Gout treatment may solve citrus greening
As citrus greening disease threatens Florida’s $9 billion citrus industry, University of Florida Genetic Institute members Claudio Gonzalez and Graciela Lorca may have identified the biochemical treatment growers are desperate to find.
Gonzalez and Lorca led a research team from UF’s Institute of Food and Agricultural Sciences that identified three biochemicals as promising treatments for citrus greening: phloretin, hexestrol and particularly benzbromarone. Benzbromarone is typically used to treat gout in humans, but during test sprays of the chemical on citrus plants, it halted the bacteria in 80 percent of infected trees’ shoots.
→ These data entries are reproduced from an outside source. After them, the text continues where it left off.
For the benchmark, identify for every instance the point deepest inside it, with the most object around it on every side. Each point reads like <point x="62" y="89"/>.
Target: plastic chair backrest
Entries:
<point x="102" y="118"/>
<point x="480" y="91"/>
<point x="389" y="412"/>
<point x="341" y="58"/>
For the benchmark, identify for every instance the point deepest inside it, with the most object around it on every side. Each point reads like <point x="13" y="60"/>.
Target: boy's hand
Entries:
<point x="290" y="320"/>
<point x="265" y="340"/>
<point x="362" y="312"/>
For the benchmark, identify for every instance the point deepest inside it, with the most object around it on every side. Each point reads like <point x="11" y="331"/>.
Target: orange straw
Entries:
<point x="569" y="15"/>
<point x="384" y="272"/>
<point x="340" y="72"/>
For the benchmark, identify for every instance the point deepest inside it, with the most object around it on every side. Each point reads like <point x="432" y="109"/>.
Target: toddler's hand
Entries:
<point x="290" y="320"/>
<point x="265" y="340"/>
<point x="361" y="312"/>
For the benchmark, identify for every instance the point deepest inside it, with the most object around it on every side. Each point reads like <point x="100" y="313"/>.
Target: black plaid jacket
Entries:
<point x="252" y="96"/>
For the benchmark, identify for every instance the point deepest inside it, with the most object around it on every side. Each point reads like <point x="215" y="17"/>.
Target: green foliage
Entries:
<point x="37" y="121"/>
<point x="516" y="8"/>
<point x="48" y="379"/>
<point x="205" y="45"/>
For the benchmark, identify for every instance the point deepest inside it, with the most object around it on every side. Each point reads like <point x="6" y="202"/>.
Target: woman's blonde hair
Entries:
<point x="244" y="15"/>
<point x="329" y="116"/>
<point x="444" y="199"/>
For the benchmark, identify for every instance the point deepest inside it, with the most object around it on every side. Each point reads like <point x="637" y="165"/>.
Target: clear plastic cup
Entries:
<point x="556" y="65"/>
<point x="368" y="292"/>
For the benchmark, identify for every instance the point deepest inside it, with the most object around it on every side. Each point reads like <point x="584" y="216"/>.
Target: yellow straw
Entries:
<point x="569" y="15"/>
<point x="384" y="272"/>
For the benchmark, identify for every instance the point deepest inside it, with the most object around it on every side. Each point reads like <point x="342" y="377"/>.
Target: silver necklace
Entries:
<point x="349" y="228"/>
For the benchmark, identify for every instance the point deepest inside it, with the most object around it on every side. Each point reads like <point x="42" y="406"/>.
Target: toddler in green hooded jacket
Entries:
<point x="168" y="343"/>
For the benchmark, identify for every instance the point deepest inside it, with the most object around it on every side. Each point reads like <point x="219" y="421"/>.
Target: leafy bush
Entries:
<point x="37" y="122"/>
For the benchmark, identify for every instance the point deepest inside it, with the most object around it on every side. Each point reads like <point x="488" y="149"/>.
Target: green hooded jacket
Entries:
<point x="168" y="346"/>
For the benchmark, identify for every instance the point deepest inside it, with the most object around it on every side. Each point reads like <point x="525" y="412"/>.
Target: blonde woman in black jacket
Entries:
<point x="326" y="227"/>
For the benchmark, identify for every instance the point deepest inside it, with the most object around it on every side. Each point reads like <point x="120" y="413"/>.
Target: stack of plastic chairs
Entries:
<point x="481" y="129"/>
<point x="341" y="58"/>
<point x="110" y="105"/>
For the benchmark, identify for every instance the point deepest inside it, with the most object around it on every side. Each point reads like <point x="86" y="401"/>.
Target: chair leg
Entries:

Researchers found benzbromarone inactivates a specific protein, LdtR, in the citrus greening bacterium, disrupting a cell wall remodeling process critical for the bacterium’s survival in a tree.
The research team’s findings were published in the open-access journal PLOS Pathogens in late April.
Citrus greening is caused by the Asian citrus psyllid bug, which eats leaf sap, leaving the bacteria behind. The bacteria spread through a tree’s living tissue to all parts of the plant.
While researchers are optimistic with findings so far, the process to achieve federal approval for commercial use could take between five and seven years. The next step is taking benzbromarone out of the lab and into groves, to test it on mature trees.